Le pape Léon XIV lors de l'Angélus : ce n'est qu'en nous souvenant des morts que nous pouvons garder espoir

En récitant l'Angélus, le pape a déclaré : « Ce n'est qu'en nous souvenant des morts que nous pouvons garder espoir. » En récitant l'Angélus, le pape a déclaré : « Ce n'est qu'en nous souvenant des morts que nous pouvons garder espoir. »

La résurrection de Jésus éclaire notre destin

Le pape Léon XIV s'est adressé dimanche à l'assemblée réunie sur la place Saint-Pierre pour évoquer la signification de ces premiers jours de novembre pour l'Église, à savoir la solennité de la Toussaint et la commémoration de tous les fidèles défunts. Le pape a déclaré qu'à cette époque, « la résurrection de Jésus, le crucifié, éclaire la destinée de chacun d'entre nous ».

Citant l'Évangile de Jean, il a médité sur les paroles de Jésus : « Telle est la volonté de celui qui m'a envoyé : que je ne perde rien de tout ce qu'il m'a donné, mais que je le ressuscite au dernier jour. »

En considérant ces commentaires, le pape a affirmé que « la volonté de Dieu est claire » et qu'« aucun individu ne devrait être perdu pour l'éternité et que chaque personne devrait avoir une place où partager ses attributs uniques ».

Une communion qui harmonise les différences

En référence aux funérailles de la veille, All Saints, le pape Léon a déclaré : « Une communion de différences qui, d'une certaine manière, étend la vie de Dieu à ses filles et à ses enfants qui désirent y participer [1] ». Chaque personne aspire [2] à « la reconnaissance, l'acceptation et la joie », comme l'a confirmé Benoît XVI par l'abréviation « vie éternelle = désir ». L'éternité [3] = « Une expérience d'immersion totale dans un océan d'amour éternel, où le temps avant et après n'a plus aucune signification ».

En disant « La plénitude de cette vie et de cette joie, qui est en Christ, est désormais quelque chose que nous voyons colorée et vivante par notre anticipation et notre désir, de tout notre être », le pape Léon a décrit la joie de la vie qui est créée par l'Esprit à travers le Christ ; et par conséquent, nous sommes appelés à nous souvenir de ceux qui nous ont précédés. Reconnaître l'existence des générations précédentes.

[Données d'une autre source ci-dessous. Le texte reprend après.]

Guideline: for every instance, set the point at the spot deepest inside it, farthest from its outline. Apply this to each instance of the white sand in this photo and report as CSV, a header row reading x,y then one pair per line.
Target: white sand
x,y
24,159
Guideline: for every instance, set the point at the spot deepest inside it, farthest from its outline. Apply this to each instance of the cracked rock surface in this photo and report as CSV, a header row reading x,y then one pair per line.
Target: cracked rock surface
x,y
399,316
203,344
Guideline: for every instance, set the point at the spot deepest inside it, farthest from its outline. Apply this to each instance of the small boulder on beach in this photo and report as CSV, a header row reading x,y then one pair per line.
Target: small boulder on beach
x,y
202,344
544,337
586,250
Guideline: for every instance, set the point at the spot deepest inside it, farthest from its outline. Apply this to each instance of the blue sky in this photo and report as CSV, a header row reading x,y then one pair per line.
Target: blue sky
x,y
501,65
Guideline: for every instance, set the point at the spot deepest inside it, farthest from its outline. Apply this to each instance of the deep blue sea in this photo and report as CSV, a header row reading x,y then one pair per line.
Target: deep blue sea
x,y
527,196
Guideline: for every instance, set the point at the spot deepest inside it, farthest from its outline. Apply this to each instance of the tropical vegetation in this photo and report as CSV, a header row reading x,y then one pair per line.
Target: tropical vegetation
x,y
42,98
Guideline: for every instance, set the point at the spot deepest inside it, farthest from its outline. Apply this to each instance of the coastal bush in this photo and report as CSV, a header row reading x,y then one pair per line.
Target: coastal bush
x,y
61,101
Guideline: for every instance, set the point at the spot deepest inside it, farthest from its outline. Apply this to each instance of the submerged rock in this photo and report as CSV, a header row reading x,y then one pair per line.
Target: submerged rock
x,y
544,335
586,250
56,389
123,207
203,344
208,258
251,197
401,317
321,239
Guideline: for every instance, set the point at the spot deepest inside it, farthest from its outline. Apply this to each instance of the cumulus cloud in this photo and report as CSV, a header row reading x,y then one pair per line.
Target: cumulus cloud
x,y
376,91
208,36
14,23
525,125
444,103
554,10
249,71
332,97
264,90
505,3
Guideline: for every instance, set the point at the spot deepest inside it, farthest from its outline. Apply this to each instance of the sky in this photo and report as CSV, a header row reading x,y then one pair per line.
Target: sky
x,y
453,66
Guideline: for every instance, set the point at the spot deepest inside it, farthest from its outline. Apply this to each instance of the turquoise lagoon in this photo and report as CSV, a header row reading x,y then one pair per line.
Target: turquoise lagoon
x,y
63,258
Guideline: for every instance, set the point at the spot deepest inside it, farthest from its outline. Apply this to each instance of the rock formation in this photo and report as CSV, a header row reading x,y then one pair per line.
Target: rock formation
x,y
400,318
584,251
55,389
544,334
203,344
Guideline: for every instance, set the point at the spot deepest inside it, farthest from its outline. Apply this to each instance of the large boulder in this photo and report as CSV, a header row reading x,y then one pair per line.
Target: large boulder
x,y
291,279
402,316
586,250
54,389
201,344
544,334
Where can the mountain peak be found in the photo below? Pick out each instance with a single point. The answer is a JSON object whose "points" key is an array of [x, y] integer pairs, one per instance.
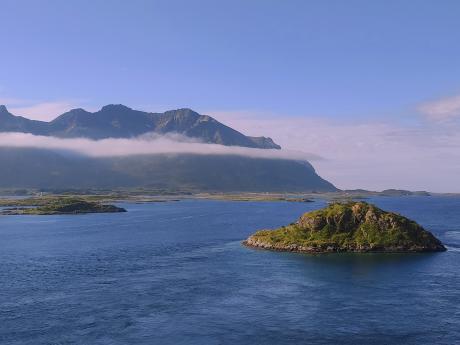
{"points": [[115, 107]]}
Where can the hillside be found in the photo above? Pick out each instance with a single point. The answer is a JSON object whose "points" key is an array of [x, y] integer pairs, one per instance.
{"points": [[348, 227], [39, 168], [119, 121]]}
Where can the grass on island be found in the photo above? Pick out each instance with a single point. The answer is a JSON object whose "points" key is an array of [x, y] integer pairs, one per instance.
{"points": [[62, 205], [349, 226]]}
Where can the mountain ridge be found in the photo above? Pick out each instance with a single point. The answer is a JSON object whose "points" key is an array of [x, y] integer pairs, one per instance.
{"points": [[120, 121]]}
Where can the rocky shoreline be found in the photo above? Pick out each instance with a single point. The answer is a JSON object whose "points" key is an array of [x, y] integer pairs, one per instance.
{"points": [[356, 227]]}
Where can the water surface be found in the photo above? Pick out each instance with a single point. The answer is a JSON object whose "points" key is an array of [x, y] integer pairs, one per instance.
{"points": [[176, 273]]}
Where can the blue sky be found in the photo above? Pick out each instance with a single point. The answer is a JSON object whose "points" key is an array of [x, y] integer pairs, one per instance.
{"points": [[248, 62], [332, 58]]}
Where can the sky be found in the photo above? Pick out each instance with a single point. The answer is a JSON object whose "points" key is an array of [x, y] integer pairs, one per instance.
{"points": [[372, 87]]}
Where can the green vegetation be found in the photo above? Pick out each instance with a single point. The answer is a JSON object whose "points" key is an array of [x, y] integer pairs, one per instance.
{"points": [[63, 205], [351, 226]]}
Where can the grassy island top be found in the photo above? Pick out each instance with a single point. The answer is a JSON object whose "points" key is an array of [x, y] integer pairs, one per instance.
{"points": [[350, 226], [64, 205]]}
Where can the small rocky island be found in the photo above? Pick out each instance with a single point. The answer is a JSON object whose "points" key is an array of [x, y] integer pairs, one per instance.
{"points": [[63, 206], [348, 227]]}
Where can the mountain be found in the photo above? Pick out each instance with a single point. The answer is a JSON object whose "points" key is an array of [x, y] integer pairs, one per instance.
{"points": [[119, 121], [40, 168]]}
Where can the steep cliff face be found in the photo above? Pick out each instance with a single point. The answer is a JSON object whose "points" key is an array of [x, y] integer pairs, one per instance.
{"points": [[119, 121], [353, 226]]}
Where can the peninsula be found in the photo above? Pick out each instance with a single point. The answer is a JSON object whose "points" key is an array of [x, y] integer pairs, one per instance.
{"points": [[63, 206], [348, 227]]}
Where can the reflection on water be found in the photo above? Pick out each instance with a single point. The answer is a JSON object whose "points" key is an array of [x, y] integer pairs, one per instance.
{"points": [[176, 273]]}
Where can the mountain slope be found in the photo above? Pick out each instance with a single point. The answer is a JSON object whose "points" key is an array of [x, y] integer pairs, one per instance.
{"points": [[119, 121], [39, 168]]}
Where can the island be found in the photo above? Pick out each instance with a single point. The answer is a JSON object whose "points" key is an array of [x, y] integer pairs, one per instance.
{"points": [[348, 227], [54, 206]]}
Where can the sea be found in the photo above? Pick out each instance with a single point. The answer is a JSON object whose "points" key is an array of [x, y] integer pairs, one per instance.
{"points": [[176, 273]]}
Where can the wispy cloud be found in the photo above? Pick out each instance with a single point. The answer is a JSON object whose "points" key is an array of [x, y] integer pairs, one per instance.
{"points": [[44, 111], [145, 144], [371, 155], [442, 109]]}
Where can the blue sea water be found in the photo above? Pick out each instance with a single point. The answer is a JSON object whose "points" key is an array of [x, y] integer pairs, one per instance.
{"points": [[176, 273]]}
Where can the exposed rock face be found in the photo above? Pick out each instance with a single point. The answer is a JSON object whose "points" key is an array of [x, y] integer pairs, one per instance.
{"points": [[348, 227], [119, 121]]}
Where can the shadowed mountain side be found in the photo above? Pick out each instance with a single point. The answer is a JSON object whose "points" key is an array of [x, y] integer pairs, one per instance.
{"points": [[119, 121], [38, 168]]}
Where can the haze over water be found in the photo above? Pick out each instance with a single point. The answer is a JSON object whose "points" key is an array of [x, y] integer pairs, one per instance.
{"points": [[176, 273]]}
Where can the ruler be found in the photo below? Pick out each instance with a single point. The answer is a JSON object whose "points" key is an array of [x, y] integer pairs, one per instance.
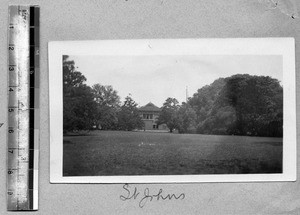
{"points": [[23, 108]]}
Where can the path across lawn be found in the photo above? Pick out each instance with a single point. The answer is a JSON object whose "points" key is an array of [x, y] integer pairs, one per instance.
{"points": [[148, 153]]}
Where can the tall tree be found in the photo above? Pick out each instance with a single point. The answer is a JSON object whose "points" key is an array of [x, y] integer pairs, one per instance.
{"points": [[78, 99], [169, 114], [128, 116], [240, 105], [108, 104]]}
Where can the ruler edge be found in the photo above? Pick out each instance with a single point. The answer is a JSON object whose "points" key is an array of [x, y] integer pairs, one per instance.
{"points": [[35, 176]]}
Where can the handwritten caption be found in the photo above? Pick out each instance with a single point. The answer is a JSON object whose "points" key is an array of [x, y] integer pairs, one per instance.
{"points": [[147, 195]]}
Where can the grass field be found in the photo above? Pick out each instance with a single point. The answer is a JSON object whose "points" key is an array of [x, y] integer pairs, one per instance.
{"points": [[148, 153]]}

Pendant la fête de la Toussaint, le Saint-Père a réfléchi sur le sens de la mort, en disant : « Chaque fois que la mort nous enlève des voix, des visages et même des mondes qui peuvent sembler être, comme nos proches, je crois que Dieu nous donne cette assurance qu'un homme ou une femme représente un monde pour Lui ».

Il a réfléchi à l'importance de la mémoire, qu'il a qualifiée à la fois de « ressource incroyable » et de « chose fragile ». La mémoire est importante car sans elle, nous ne pouvons pas nous souvenir de qui était Jésus ni de ce qu'il a fait (vie, mort, résurrection), et alors l'énorme valeur associée au fait de vivre chaque jour risque de se perdre dans nos vies. Cependant, il a également déclaré que grâce au Christ, ceux qui vivent dans l'obscurité ou qui ont peut-être été effacés par l'histoire ont toujours une valeur considérable en tant que personnes.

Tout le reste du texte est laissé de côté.